なぜ「つながり」と健康に相関関係があるのか、そのメカニズムはまだはっきりとわかっていませんが、「つながり」により人々からさまざまなサポート(ソーシャルサポート)を得られることが健康に良い影響を及ぼすのではないかと考えられています。
共感したり同情したりといった情緒的なサポートや、援助や手助けといった手段的なサポート、健康に有益な情報が得られる情報的なサポートなどです。

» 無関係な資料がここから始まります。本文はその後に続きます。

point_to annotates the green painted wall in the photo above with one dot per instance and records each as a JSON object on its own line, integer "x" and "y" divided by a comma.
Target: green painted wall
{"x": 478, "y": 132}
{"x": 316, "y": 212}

人類の歴史を紐解けば、ヒトの脳が他の動物より大きく発達したのは、大自然の中で生き残るためには仲間たちとの協力が不可欠であり、そのためにたくさんのコミュニケーションを行ったからだといわれています。
そのように生きてきた人類にとって、「つながり」が生死に影響を及ぼすという研究成果は、決して的外れではないように思います。

職場のつながりは身体的・精神的健康に影響する

社会生活における「つながり」が人の健康に関係するのと同様に、職場における「つながり」は、働く人の健康に影響を及ぼすといえます。
その根拠となる調査結果があります。

たとえば、2012年に発表されたフィンランドの公務員を対象とした「職場のソーシャルキャピタル」に関する研究。
「ソーシャルキャピタル」とは一般に「社会関係資本」と訳され、集団の関係性が持つ潜在的な力、「つながりの力」を意味します。
この研究によれば、ソーシャルキャピタルが豊かな職場に属している人ほど身体的・精神的健康への好影響が確認され、退職後の死亡に関しても予防的な影響がありました。
この調査以外にも、現在、職場のソーシャルキャピタルに関する研究や実践は世界各国で行われており、そのいずれもが職場の「つながり」と働く人の健康とのあいだの強い相関を明らかにしつつあります。

職場のつながりはストレスチェックで測定できる!

実は、あなたの職場でも「つながり」を簡単に測定することができます。
それは、ストレスチェックです。
ストレスチェックを実施すると、個人ごとのストレス状況を示す受検結果とともに、集団ごとのストレス状況を表す集団分析結果が算出されます。
集団分析結果の中に「上司の支援」「同僚の支援」というストレス尺度があるのですが、それは職場のソーシャルキャピタルをリアルに示す数値です。
「上司の支援」や「同僚の支援」が低い職場は、健康リスクが高い職場といえるのです。

より良い職場環境にしていくためにも、年1回のストレスチェックは必ず受検し、そこで得られるデータを個人的にも、職場としても有効に活用することをお勧めいたします。